In her well-crafted and in some respects highly persuasive brief on appeal, Cross-land’s attorney effectively described the consequences of the disregard by the police of the constitutional rights of the citizen. The passage from the brief reproduced below has been slightly edited by me, primarily to exclude contentions which are incompatible with the judge’s finding that Crossland elbowed and fought with the officer, but as so edited it has the ring of truth:
What is most disturbing about this case is the result: a young man in the community ... who was engaged in peaceful activities (mowing the lawn, smoking a cigarette) and who the police knew at the time they stopped him was not doing anything unlawful, is approached by aggressive officers engaged in aggressive unconstitutional patrols, and this young man ends up being punched in the face with such force that he receives a black eye, kicked numerous times in the back, thrown on the ground, sprayed in the eyes with pepper spray, and finally, he receives two convictions on his record for assault on a police officer.... But for this unconstitutional police policy, appellant Crossland would not have suffered a physical attack on his person and would not have had these convictions on his record.

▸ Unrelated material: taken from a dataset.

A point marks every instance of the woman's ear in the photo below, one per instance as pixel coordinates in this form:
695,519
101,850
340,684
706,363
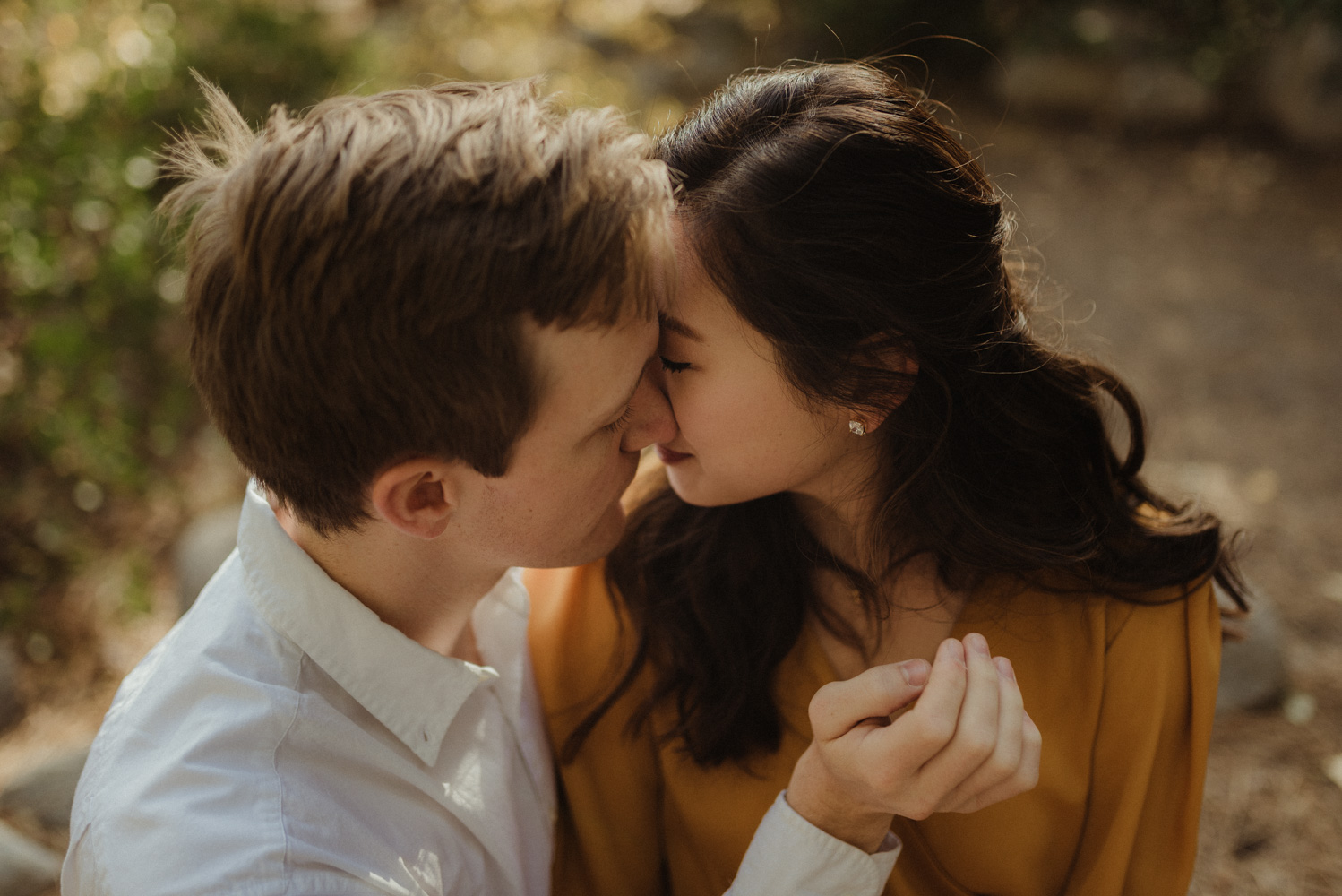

Instead, he would have had a rather ordinary day in his community mowing the lawn and smoking a cigarette, a day he probably wouldn’t even have cause to remember, and it is very disturbing that the police in this case are essentially being rewarded for their unconstitutional behavior and aggressive unconstitutional police policy which was the direct cause of a highly volatile situation which led to this young man’s eventual convictions for assaulting them.
*1010As Judge Thompson points out in her opinion for the court, we are of course bound by the trial judge’s credibility findings,1 and I fully agree that Crossland’s convictions must be affirmed. But if anything good is to come from this unfortunate street encounter between the police and a citizen, it should be an end to the unconstitutional police conduct revealed beyond peradventure by this record. If this hope is naive and unrealistic, then to that extent we are less the land of the free than we would otherwise be.

. I do think that one comment on the trial court's finding is appropriate. The judge credited the officer over the defense witnesses, in substantial part, because she thought it illogical that the police would beat up Crossland for nothing when they did not harm his cousin Womack, with whom they had recently had trouble. It is not inconceivable, however, that Crossland could have been summarily punished because he was disrespectful to the officers by raising his voice and yelling. "Fuck this shit! I'm tired of this.” There is no evidence that Womack acted in a comparably defiant manner. The existence of the theoretical possibility that Crossland was treated as he was for "mouthing off,” however, does not render invalid the judge’s finding that Crossland elbowed and fought Officer Baldwin.